The court in Krasnoyarsk, a large city in central Siberia, ruled that he be held until 7 April, but such arrests are typically extended during investigations or are converted into pre-trial prison detention. Slonov’s arrest is one of a number of cases across Russia against artists or those making visual statements against Putin and the government, against Russia’s invasion of Ukraine or using images such as rainbows that are deemed supportive of movements for LGBTQ+ rights, which were declared extremist by a November 2023 decision of Russia’s Supreme Court.
The artist had already been fined 1,000 rubles (now less than $11) after showing a version of the traditional round-bottomed tumbler toy at an exhibition of his Gulag Toys series last fall at a Novotel hotel in Krasnoyarsk. The toy was targeted by authorities for depicting stars that are associated with an amorphous criminal youth movement called AUE, an abbreviation that translates as “Prison Order Universal”. It also depicts a skull with the words “memento mori”, handcuffs, barbed wire, prisoners being abused and the words: “Whoever survived will be happy, whoever died has become happy.”
Alleged connection to the AUE movement has been used as the basis for cases across Russia. Slonov was charged with making the eight-pointed star symbol available for “viewing by an unlimited number of people” at the hotel exhibition. At the time he called it a “misunderstanding”, but once he failed to remove the doll from his social media he was charged with repeated violation, which is a criminal offense. According to Siberian media reports, Slonov was detained at the airport before his arrest with a one-way ticket to Kazakhstan.
Slonov denied in court that he attempted to flee and said that imprisoning him would result in negative international publicity: “On the eve of Vladimir Putin’s presidential elections, an unfair decision to arrest an innocent artist could turn out to be a major reputational sabotage, and Russia’s enemies could take advantage of this, denigrating and demonising the supreme and judicial authorities in Russia.” (Russia holds its next presidential election one month from now, 15-17 March.)
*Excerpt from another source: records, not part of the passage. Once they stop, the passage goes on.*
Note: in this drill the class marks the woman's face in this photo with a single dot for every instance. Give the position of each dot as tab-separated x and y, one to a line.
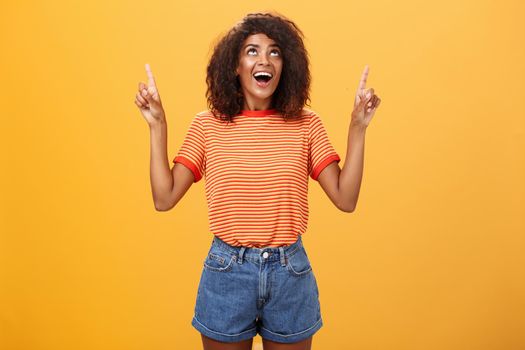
259	54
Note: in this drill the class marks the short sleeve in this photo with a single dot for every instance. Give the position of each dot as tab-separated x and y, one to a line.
320	150
192	152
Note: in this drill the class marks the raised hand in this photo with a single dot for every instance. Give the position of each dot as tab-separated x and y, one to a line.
148	100
366	102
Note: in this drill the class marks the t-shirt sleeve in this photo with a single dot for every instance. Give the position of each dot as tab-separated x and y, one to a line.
320	150
192	152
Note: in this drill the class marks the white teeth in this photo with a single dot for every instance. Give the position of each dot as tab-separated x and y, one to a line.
263	73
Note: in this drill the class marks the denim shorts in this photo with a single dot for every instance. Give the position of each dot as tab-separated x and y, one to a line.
244	291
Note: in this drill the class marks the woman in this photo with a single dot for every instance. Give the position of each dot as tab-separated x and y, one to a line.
256	146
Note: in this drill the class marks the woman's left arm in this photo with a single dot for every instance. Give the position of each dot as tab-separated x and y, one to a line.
342	186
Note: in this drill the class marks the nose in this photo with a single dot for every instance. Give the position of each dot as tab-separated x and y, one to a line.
263	60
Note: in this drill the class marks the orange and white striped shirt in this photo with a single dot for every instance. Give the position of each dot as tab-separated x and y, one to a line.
256	170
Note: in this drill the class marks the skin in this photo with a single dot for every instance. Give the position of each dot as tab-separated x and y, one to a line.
258	52
341	185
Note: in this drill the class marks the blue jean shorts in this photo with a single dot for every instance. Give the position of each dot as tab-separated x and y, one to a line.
244	291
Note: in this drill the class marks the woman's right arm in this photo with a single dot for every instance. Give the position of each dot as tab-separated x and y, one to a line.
168	187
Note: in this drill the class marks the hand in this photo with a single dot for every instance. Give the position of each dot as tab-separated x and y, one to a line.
148	100
366	102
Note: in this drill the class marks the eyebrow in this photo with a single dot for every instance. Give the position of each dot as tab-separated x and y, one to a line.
259	46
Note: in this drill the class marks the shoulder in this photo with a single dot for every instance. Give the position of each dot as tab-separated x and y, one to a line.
306	112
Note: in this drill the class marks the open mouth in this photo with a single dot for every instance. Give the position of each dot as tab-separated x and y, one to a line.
263	78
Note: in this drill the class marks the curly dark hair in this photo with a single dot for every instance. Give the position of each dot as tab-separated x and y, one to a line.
224	94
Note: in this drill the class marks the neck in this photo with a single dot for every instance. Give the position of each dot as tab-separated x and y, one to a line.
257	105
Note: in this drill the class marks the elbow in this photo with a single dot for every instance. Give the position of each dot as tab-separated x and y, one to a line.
162	206
347	208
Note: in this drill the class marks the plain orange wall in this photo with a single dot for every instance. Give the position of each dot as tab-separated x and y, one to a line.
431	259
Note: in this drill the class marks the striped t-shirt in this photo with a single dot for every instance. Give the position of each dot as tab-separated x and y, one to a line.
256	170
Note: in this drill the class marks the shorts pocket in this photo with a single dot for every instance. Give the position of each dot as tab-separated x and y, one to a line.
298	264
218	260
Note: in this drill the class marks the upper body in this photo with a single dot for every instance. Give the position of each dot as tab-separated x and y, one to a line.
256	171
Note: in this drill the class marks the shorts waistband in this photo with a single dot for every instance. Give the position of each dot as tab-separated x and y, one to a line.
268	253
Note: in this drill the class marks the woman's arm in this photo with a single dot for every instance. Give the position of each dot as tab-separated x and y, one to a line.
167	187
342	186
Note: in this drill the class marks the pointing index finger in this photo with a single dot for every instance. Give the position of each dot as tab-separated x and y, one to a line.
151	80
364	76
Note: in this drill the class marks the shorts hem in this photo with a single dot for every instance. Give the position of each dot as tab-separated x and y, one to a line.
291	338
223	337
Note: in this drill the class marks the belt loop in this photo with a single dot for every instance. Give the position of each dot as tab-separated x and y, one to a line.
241	253
281	253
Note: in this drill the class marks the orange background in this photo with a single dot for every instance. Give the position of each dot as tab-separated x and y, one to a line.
432	258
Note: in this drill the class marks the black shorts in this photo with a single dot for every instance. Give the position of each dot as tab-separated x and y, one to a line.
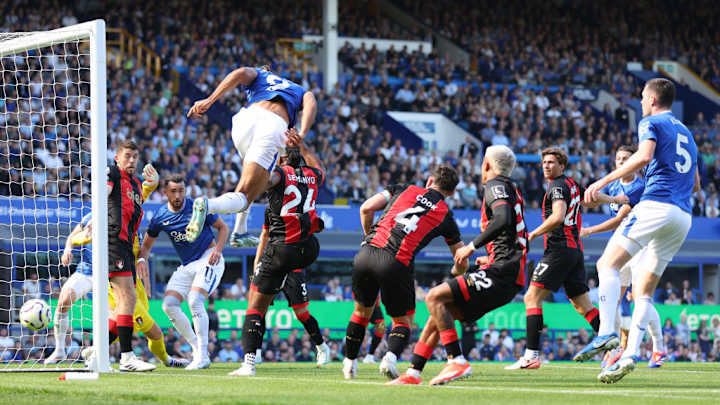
121	260
566	268
376	270
479	291
295	289
377	315
278	260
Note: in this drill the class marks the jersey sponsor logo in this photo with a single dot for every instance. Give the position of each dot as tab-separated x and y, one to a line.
424	201
557	193
133	196
301	179
178	236
499	192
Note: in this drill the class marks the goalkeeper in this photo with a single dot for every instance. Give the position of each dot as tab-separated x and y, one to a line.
80	283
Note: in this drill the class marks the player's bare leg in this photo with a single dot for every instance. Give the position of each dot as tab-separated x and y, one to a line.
643	313
253	328
253	181
124	289
613	259
429	338
444	313
354	337
313	329
201	323
534	324
61	325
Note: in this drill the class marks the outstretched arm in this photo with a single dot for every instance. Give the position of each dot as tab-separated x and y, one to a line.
243	75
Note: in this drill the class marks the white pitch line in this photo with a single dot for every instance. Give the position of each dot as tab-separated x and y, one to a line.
625	393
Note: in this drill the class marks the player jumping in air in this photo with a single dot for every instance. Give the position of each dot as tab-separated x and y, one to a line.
413	217
660	221
631	185
200	272
563	262
259	135
493	283
291	244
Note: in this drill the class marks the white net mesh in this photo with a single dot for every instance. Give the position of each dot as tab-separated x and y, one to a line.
44	190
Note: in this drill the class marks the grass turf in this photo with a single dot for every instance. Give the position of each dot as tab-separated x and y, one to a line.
297	383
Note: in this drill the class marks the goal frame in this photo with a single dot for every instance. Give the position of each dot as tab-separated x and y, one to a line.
94	31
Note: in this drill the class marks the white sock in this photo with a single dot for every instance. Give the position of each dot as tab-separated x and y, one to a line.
618	321
201	322
531	354
609	293
413	373
655	331
62	324
640	319
171	306
241	221
227	203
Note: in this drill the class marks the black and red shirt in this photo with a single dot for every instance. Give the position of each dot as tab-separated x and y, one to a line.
568	235
290	215
412	218
510	245
124	206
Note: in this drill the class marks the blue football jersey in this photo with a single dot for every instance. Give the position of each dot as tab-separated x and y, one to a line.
85	252
632	190
268	85
174	223
670	176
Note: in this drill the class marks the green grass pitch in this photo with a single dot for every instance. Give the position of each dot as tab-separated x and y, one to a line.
295	383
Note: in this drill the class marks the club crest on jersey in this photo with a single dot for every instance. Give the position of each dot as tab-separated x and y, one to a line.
499	192
557	193
131	195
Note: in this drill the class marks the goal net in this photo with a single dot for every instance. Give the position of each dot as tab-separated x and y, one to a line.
52	172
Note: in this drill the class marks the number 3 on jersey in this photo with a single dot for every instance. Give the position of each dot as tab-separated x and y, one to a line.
297	198
410	218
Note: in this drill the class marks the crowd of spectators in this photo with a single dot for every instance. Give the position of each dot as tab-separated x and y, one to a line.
583	42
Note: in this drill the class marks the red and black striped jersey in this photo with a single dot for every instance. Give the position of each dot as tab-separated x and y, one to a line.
568	235
124	205
290	215
412	218
511	243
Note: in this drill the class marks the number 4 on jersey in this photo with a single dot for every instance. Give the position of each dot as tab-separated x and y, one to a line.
410	218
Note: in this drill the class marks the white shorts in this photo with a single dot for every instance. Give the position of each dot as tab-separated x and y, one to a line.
630	271
79	283
197	274
259	136
660	227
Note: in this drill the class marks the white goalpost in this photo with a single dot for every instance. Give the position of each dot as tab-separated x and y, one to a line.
53	162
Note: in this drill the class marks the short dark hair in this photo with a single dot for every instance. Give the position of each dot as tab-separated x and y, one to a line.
127	144
175	178
558	153
446	178
664	89
626	148
293	157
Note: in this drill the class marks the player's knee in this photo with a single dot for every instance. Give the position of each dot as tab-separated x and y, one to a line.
196	302
170	303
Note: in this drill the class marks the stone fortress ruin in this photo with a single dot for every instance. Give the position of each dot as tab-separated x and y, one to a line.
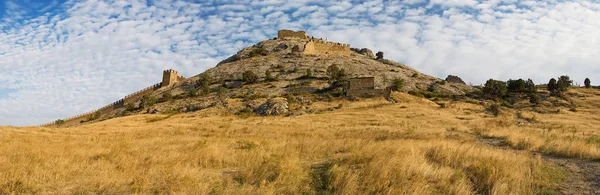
314	45
364	87
170	77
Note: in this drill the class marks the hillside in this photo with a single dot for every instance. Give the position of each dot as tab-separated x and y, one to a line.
372	146
289	64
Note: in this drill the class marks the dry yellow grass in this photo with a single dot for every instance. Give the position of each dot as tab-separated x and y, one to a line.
367	147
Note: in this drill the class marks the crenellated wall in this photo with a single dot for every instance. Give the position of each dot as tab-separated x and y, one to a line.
316	46
170	77
282	34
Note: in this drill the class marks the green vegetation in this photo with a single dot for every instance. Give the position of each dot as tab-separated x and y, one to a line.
337	76
249	77
269	76
59	122
587	83
495	88
147	101
397	84
204	82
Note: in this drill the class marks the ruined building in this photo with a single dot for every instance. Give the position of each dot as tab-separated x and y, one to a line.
314	45
364	87
170	77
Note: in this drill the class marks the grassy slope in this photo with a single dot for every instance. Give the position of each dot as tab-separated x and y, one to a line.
372	146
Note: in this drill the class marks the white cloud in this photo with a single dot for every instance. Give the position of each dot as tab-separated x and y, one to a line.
94	52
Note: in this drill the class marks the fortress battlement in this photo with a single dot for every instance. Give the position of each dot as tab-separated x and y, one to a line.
170	77
315	45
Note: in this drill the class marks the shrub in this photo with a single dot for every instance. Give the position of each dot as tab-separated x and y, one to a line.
59	122
337	76
530	86
516	86
309	73
379	55
249	77
552	87
397	84
495	88
193	92
587	83
495	109
167	96
563	83
130	106
268	76
95	116
533	98
147	101
204	82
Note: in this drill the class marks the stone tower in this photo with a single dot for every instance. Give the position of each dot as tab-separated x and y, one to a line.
170	77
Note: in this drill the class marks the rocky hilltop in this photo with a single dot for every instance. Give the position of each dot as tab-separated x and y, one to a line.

The artist has been described as being in the Russian historical tradition of “holy fools” who speak truth to power, rather than as a political activist per se. With his rumpled, long-bearded appearance, he resembles a classical Russian muzhik or Leo Tolstoy in his Russian peasant guise.
An exhibition of Slonov’s work in Moscow in 2018, Heavenly Jerusalem, was attacked by members of SERB, a Russian Orthodox nationalist group that took works off the walls and brought one to the police. It was a painting depicting a face that resembles Putin’s side-by-side with a skull, signed with a Biblical passage exhorting man to choose life over death. In 2019, Slonov created a samovar with Putin’s face that sold at a gallery for €10,000. He told the AiF-Krasnoyarsk newspaper that he spent his share “on the development of Russian art” and art supplies.
His wife, Yelena, has turned his Gulag Toys Instagram page, which has been wiped of the tumbler toys, into a series of updates about his case, including a photograph of his new ankle monitor and an appeal for funds to pay for his lawyers.
Marat Guelman, an art patron who went into self-imposed exile in Montenegro nearly a decade ago—he is now labelled a “foreign agent” in Russia—warned after Slonov’s arrest in an interview with Dozhd (a Russian television channel that is now also in exile) that the Kremlin would come after the entire contemporary art scene. Guelman was fired in 2013 as director of the Perm Museum of Contemporary Art, which he founded, after displaying Slonov’s posters that used prison imagery to comment on Russia and the Sochi 2014 Winter Olympics.
“In principle it is impossible to be a free artist in contemporary Russia,” said Guelman, and warned that artists who are worried about harming the Cosmoscow art fair if they speak out in support of Slonov are misguided, because “sooner or later Cosmoscow will be shut down too”.